そして三分後。俺はまたも恐れるハメになった。
「うおおおぅ!?」
効果が切れた直後、津波のように襲い来る疲労と倦怠感。
息は切れるわ全身の筋肉に乳酸は溜まるわで、激しい有酸素運動&無酸素運動を同時にした感覚に陥ってしまう。
「こ、これが払わなきゃいけない代償……。消費していた体力三分の一ってわけか」
「ファイトだぞバタロー。ホーホゥ。あんな『怪物モード』はタダでは使えないからな」
そんなズク坊のエールを受けつつ。
中々キツイ反動を受けた俺は、腰のポーチからギルドにもらった回復薬を出して飲む。
ただし、当然ながらそのままではなく、きちんと牛乳を混ぜてある。
回復薬は飲みものに分類されるからな。
念のために牛乳は多め、割合は五:五くらいにしておいた。
その下準備をしてある小瓶から、青白い液体がノドを通って胃に落ちると……あら不思議。
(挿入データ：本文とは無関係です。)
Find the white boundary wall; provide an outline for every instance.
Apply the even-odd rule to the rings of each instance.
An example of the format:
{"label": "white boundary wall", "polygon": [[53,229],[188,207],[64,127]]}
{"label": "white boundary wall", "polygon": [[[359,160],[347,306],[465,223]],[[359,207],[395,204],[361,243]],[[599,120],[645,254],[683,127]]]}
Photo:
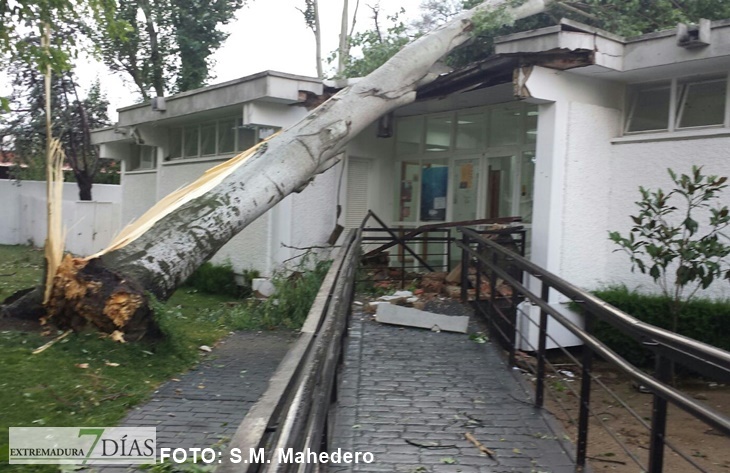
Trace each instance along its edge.
{"label": "white boundary wall", "polygon": [[[66,251],[95,253],[120,229],[121,186],[94,184],[94,201],[79,201],[75,182],[63,185]],[[46,183],[0,180],[0,244],[42,246],[46,239]]]}

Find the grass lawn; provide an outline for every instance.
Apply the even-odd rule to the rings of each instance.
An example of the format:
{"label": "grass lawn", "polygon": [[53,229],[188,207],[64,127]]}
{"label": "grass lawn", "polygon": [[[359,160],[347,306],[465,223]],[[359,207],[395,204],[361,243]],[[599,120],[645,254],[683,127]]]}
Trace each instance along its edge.
{"label": "grass lawn", "polygon": [[[40,250],[0,245],[0,300],[37,284],[42,268]],[[193,365],[200,345],[233,326],[256,328],[255,320],[232,318],[227,301],[181,288],[164,305],[160,320],[170,336],[162,342],[120,344],[89,331],[38,355],[31,352],[49,337],[0,320],[0,470],[58,469],[8,465],[8,427],[116,425],[160,383]]]}

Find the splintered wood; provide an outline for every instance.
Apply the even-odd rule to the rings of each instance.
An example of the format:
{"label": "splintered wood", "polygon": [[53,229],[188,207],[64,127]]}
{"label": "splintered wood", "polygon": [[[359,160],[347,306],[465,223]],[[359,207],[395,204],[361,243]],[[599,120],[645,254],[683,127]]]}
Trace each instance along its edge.
{"label": "splintered wood", "polygon": [[65,154],[61,142],[51,138],[46,160],[46,198],[48,209],[48,233],[44,248],[46,257],[46,280],[43,303],[48,303],[53,289],[53,278],[63,259],[65,232],[63,230],[63,160]]}

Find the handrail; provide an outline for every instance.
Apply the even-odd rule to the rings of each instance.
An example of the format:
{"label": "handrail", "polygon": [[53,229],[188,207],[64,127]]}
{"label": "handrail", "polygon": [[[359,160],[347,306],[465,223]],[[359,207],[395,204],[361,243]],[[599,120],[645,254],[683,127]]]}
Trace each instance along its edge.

間髪入れずに疲労と倦怠感がスーッとどこかに引き、体の調子が戻っていく。
「おお、これもある意味恐ろしいな」
普通の医薬品ではありえない、さすがはモンスターの血から作られた代物だ。
俺は感動を覚えた後、忘れないうちに仕留めたギロチンクラブから剥ぎ取りを開始した。
小さな剥ぎ取り用ナイフを用いて、魔石と左右二つの鋏に、最も価値ある野球ボール大の美しい『魔真珠』に。
慣れた手つきで剥ぎ取っていき、マジックバッグのリュックへと放り込む。
その作業が終われば、また次の素材を求めるのが探索者、である。